Suniva and SolarWorld cite artificially inexpensive foreign imports of solar modules for their financial strain, including Suniva’s recent bankruptcy filing. But many in the industry say poor management is the reason these companies fail to thrive in the booming U.S. solar economy.

On October 31, 2017, the ITC recommended tariffs. Though they were less than the petitioned rates, many in the industry still foresee a significant negative impact on the U.S. solar sector if adopted.

Stakeholders will present their final arguments to U.S. trade representatives on December 6th, 2017. Following that, President Trump must make the final decision before January 13, 2018.

Potential Effects of Tariffs on Solar

Solar energy has been nearing grid parity as the number one new source of U.S. electricity generation, and the second least expensive means of generation. Residential solar has benefited from less expensive solar modules. Cheaper solar panels have lowered the cost of solar installations significantly in recent years, and have increased demand.

Solar’s strong economic strides have also helped downstream companies such as solar mounting equipment manufacturers and suppliers. They also stand to lose a lot if the tariffs increase the cost of solar. 27 such companies sent a letter to the ITC expressing their opposition to the 201 trade case.

SEIA estimated the tariffs could potentially double the cost of solar and cause the loss of 84,000 jobs.

Picking Sides in the Solar Trade War

While a majority of the industry agrees that the tariffs would be an unfair disadvantage for the solar industry as a whole, there are outliers. First Solar, the largest U.S.-based solar panel manufacturer, broke their silence in October supporting the 201 tariffs.  

While First Solar and similar manufacturers stand to benefit from the tariffs as producers of exempt solar modules, the argument seems to be the validity of keeping blue collar jobs stateside. However, it’s an incredibly complex issue.

The question becomes whether or not the health of selected companies justifies the potential demise of exponentially more within the industry. Potentially, this economic favoritism could be detrimental for the broader solar economy, and for new American jobs in general.

A statement from SEIA noted, “The solar industry is growing 17 times faster than the rest of the economy. Solar jobs last year grew 25 percent — contributing 1 out of every 50 new jobs created in the U.S., and the industry has added more than 100,000 blue-collar jobs to the economy in the last five years.”

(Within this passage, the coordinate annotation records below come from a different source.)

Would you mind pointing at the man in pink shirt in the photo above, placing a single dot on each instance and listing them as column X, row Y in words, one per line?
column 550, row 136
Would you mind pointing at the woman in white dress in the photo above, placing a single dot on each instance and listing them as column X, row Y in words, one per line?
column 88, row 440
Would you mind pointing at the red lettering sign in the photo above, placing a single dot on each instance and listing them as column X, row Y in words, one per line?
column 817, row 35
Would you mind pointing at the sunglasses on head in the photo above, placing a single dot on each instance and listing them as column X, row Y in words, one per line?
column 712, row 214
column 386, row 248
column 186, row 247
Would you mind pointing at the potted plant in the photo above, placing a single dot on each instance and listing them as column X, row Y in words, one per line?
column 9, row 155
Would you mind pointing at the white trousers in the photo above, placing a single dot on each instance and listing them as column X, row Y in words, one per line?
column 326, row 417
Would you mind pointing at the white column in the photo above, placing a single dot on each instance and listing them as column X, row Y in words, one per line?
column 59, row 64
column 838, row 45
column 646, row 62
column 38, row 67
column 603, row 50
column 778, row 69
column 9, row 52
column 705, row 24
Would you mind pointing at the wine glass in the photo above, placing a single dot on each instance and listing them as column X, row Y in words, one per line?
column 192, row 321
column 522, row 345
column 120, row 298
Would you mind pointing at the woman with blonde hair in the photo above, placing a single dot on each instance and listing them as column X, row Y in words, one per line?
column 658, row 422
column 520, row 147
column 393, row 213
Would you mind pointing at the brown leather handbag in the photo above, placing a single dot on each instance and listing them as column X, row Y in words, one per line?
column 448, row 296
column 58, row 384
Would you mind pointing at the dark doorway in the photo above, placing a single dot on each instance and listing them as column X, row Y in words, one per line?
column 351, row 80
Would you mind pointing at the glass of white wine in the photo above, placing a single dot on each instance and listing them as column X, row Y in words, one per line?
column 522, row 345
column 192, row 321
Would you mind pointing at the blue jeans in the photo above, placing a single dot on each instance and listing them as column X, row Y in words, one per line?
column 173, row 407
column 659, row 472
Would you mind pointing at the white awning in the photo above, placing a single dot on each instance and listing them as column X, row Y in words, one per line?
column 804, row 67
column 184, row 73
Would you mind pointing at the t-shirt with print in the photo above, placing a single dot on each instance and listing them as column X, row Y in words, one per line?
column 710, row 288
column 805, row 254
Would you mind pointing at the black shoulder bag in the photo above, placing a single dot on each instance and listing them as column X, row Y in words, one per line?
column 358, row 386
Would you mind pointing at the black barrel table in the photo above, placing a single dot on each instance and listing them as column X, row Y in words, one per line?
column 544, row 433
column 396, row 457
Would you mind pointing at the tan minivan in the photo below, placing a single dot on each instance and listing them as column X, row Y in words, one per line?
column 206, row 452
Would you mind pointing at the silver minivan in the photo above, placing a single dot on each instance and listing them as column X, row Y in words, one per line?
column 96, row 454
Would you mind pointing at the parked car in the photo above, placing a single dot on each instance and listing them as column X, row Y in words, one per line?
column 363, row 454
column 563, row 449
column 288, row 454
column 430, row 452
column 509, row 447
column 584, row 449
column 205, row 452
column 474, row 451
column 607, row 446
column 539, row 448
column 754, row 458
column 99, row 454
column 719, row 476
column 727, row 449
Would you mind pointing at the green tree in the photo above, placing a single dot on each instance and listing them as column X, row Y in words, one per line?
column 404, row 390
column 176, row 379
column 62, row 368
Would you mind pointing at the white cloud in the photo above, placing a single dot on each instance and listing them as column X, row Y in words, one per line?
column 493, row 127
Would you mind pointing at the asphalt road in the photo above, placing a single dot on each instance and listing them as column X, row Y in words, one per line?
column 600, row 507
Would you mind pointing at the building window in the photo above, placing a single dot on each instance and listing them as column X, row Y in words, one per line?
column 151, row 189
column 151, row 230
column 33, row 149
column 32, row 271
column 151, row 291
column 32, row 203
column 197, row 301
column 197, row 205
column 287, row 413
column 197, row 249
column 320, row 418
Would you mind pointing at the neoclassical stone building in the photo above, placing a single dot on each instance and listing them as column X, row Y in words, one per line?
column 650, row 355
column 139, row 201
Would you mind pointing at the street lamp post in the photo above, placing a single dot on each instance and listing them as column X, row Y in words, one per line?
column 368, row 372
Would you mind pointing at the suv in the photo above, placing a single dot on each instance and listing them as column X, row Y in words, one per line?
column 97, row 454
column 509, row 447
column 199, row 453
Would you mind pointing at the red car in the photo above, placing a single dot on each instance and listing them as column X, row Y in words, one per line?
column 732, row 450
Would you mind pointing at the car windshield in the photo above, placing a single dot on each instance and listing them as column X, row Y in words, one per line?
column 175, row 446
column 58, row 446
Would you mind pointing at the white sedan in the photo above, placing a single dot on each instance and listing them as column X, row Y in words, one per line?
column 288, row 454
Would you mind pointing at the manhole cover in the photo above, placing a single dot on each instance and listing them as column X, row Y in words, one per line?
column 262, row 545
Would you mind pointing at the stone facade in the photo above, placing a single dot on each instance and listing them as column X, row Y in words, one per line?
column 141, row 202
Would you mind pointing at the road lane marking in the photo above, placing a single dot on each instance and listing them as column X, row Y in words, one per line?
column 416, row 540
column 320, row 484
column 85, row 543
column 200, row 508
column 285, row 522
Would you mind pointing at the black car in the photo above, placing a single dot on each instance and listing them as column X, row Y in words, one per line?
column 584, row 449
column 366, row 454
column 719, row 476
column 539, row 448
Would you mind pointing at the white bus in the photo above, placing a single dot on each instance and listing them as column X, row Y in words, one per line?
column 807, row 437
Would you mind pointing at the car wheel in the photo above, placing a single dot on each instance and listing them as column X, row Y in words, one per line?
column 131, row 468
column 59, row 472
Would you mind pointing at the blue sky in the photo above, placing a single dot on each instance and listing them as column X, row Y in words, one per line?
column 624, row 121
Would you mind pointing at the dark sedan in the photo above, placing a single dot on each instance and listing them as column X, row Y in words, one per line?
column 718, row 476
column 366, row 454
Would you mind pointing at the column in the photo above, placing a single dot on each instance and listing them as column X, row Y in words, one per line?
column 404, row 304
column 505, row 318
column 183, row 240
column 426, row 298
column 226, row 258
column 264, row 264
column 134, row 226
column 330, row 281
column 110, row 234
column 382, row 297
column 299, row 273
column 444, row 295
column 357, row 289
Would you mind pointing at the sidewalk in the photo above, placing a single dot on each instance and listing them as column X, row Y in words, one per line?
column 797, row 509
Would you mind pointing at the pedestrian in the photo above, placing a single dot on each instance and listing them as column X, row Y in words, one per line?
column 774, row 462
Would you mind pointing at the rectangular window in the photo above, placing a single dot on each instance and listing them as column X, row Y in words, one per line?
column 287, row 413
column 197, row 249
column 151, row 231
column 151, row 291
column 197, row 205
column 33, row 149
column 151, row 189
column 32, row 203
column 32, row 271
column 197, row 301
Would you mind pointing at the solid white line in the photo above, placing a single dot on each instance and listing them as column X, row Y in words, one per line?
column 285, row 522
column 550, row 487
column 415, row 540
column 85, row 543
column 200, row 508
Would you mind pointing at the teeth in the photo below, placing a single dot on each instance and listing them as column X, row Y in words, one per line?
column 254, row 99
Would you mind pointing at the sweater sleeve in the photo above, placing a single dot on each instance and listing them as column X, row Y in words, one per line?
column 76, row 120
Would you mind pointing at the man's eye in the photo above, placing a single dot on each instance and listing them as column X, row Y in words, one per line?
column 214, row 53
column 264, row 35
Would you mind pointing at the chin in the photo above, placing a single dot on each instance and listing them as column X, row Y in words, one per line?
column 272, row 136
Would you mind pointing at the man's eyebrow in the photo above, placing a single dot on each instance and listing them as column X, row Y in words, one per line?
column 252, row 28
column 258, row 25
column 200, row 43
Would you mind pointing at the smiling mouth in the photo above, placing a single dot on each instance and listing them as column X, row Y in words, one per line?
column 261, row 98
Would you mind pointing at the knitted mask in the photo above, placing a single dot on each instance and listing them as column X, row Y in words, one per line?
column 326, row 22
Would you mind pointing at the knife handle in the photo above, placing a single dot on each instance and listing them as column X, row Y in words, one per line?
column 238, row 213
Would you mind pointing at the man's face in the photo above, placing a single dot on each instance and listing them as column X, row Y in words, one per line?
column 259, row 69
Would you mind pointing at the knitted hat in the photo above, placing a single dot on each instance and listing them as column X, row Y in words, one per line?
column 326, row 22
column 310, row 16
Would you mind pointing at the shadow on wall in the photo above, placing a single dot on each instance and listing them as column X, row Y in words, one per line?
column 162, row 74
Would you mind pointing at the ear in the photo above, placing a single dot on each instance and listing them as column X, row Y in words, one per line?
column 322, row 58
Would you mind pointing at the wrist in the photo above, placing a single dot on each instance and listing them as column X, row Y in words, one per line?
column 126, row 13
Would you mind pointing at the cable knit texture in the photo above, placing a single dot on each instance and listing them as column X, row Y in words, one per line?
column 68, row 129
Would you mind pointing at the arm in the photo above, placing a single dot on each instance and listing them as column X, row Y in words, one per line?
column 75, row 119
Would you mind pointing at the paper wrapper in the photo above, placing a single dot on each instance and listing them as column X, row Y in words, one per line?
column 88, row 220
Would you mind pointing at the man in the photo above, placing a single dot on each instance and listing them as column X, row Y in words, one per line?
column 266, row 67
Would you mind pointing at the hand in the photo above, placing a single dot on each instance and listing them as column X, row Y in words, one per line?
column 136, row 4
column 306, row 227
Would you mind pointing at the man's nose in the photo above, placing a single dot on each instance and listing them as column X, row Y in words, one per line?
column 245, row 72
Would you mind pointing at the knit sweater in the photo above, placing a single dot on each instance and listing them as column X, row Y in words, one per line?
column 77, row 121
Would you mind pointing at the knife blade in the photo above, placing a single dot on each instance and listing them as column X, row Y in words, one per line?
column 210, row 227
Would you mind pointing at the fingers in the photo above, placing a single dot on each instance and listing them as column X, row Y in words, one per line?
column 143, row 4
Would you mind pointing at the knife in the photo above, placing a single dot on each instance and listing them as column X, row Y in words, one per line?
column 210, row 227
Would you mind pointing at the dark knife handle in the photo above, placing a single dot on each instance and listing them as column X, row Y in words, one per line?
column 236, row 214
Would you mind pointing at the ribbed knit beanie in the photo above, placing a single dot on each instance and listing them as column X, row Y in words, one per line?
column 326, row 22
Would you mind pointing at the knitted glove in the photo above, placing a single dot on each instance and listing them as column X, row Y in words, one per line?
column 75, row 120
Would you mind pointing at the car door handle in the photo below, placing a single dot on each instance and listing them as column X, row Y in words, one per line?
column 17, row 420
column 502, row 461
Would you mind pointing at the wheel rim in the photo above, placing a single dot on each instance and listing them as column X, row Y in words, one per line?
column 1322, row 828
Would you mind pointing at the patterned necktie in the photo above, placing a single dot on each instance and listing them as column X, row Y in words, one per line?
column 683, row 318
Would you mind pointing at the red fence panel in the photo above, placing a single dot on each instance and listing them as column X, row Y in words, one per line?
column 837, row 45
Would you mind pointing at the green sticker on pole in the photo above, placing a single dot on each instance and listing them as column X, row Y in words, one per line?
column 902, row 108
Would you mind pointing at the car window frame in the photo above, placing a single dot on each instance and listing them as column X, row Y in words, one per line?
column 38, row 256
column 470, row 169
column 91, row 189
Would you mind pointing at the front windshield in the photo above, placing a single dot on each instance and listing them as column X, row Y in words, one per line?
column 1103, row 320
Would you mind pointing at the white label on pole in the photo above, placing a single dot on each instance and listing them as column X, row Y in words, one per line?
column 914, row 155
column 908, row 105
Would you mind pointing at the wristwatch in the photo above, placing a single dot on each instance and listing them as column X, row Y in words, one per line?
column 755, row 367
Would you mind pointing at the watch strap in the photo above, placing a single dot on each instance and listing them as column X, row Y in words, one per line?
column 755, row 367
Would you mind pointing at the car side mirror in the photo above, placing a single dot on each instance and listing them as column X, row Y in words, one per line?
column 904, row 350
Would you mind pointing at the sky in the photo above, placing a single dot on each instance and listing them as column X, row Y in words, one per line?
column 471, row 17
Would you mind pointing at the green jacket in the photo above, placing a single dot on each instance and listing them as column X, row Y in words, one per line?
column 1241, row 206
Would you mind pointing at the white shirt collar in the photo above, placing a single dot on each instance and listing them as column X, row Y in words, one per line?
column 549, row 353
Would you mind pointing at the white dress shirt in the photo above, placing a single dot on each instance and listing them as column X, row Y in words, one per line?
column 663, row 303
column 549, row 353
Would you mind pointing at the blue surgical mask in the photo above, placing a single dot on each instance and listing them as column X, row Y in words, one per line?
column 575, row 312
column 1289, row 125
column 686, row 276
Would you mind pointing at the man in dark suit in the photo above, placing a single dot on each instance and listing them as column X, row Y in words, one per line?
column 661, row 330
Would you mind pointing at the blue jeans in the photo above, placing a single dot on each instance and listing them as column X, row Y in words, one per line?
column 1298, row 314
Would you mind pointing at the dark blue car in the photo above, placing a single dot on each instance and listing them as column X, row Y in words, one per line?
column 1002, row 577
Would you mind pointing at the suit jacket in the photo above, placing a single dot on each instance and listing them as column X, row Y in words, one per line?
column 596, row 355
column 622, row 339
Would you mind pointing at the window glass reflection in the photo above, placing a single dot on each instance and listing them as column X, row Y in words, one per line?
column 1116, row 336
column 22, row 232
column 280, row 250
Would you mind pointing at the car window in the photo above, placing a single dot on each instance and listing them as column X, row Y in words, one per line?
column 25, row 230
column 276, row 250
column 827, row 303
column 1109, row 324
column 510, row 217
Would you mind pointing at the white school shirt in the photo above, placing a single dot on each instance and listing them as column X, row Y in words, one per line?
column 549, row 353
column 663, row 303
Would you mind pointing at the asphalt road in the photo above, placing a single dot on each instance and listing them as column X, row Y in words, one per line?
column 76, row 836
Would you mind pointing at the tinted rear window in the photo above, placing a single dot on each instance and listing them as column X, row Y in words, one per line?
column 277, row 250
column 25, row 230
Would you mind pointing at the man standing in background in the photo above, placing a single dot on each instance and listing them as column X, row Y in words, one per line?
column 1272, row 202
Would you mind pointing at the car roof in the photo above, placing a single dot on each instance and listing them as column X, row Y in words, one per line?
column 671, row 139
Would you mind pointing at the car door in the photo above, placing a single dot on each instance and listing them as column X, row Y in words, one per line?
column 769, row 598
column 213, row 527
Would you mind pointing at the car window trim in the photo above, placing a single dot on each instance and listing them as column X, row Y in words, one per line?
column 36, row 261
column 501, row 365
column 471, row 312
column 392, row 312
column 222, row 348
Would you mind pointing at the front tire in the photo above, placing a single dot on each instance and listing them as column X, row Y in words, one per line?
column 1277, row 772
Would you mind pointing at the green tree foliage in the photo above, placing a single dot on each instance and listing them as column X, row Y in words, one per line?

What the Potential Tariffs Mean for Home Solar

While the general consensus seems to be that the tariffs could be damaging for the solar industry overall, GreenTech Media offers some good news for home solar companies in a recent analysis.

“The biggest impacts would be in the utility-scale solar sector, which is most sensitive to price increases, while the residential sector would be the most resilient.

What the Future Holds for Home Solar

Now the future of solar rests firmly on the desk of President Trump. He could potentially approve one of the ITC recommendations, propose an alternative, or do nothing.

At this point, it’s a wait-and-see situation. We’re hopeful that home solar will stay strong whatever the outcome. Solar has overcome many obstacles throughout the decades, and we’re confident that ingenuity will continue to prevail.

With the advantages that residential solar offers homeowners and the momentum over the past several years, we don’t see progress slowing down anytime soon.